🤖 AI Summary
Diffusion models face significant bottlenecks in energy efficiency and computational throughput on conventional electronic platforms, hindering their ability to meet the sustainable acceleration demands of generative AI. This work proposes a novel accelerator architecture leveraging silicon photonics for the first time to hardware-accelerate diffusion models, specifically targeting the iterative denoising computations in UNet and attention layers. By harnessing photonic computing for low-power, high-bandwidth matrix operations, the design substantially outperforms existing electronic approaches—achieving at least a 3× improvement in energy efficiency and a 5.5× increase in throughput.
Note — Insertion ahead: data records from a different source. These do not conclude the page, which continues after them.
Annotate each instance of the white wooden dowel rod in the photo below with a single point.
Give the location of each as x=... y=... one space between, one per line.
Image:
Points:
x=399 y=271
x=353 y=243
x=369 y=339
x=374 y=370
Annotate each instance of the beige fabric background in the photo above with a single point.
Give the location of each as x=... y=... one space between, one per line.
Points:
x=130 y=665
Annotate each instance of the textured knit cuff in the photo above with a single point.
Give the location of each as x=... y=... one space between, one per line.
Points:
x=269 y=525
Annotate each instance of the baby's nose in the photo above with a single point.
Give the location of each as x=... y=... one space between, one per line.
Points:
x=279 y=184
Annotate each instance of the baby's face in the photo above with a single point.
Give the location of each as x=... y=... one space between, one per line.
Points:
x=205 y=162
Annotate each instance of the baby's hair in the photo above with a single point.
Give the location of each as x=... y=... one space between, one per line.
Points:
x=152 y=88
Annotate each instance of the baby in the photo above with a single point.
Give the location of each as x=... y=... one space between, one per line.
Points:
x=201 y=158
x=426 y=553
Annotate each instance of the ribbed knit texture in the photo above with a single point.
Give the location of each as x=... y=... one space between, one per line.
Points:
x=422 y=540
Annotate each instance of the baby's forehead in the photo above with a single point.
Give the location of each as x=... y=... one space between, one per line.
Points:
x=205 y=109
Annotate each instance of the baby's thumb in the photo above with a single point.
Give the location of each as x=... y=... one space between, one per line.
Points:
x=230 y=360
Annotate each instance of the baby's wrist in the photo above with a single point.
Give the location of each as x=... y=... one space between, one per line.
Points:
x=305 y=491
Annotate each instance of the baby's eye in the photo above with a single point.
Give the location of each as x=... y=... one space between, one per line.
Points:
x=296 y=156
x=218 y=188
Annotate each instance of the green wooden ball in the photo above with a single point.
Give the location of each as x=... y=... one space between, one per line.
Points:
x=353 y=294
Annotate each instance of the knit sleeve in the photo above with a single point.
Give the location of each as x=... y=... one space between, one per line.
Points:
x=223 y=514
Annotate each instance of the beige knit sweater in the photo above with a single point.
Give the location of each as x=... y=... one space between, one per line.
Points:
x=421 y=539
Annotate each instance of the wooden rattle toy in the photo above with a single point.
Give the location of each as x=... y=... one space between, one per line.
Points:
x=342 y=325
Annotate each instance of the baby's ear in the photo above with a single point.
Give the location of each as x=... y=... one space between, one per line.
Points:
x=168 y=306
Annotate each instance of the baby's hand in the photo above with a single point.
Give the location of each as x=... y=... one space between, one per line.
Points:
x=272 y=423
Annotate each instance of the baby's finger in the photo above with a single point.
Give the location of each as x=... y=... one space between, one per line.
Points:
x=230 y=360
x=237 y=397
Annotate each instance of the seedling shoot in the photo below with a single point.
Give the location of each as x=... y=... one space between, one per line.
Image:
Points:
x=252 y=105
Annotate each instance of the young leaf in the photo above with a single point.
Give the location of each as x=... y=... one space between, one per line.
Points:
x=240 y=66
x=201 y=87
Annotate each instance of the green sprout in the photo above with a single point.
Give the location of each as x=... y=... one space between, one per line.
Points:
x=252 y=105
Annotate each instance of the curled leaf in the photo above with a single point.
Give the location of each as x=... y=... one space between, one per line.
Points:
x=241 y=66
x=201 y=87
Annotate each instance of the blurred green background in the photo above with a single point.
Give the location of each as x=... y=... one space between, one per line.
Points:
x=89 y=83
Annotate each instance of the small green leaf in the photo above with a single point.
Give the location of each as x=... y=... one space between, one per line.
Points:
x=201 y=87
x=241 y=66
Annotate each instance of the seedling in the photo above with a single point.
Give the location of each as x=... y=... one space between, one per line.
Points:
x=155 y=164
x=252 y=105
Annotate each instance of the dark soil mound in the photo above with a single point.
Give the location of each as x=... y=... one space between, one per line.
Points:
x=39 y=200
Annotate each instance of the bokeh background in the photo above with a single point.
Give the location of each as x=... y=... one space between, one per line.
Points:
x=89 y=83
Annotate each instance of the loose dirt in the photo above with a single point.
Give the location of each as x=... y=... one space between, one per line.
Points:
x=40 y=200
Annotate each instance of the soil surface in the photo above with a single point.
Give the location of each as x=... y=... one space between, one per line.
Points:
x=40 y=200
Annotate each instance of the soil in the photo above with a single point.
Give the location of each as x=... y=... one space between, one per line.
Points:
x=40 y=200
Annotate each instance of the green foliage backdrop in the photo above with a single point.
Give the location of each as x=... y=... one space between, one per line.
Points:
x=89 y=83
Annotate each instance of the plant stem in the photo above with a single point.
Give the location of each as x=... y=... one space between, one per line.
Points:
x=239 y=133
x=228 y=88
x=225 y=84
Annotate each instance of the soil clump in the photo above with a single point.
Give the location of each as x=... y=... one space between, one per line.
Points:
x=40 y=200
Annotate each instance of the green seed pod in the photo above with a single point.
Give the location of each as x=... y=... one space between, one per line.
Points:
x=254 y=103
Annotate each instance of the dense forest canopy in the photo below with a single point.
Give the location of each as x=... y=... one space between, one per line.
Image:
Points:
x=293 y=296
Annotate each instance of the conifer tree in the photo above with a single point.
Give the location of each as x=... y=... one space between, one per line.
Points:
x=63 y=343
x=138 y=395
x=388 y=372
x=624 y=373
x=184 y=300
The proposed architecture establishes a new hardware paradigm that reconciles high performance with sustainability for generative AI systems.
📝 Abstract
Diffusion models have revolutionized generative AI, with their inherent capacity to generate highly realistic state-of-the-art synthetic data. However, these models employ an iterative denoising process over computationally intensive layers such as UNets and attention mechanisms. This results in high inference energy on conventional electronic platforms, and thus, there is an emerging need to accelerate these models in a sustainable manner. To address this challenge, we present a novel silicon photonics-based accelerator for diffusion models. Experimental evaluations demonstrate that our photonic accelerator achieves at least 3x better energy efficiency and 5.5x throughput improvement compared to state-of-the-art diffusion model accelerators.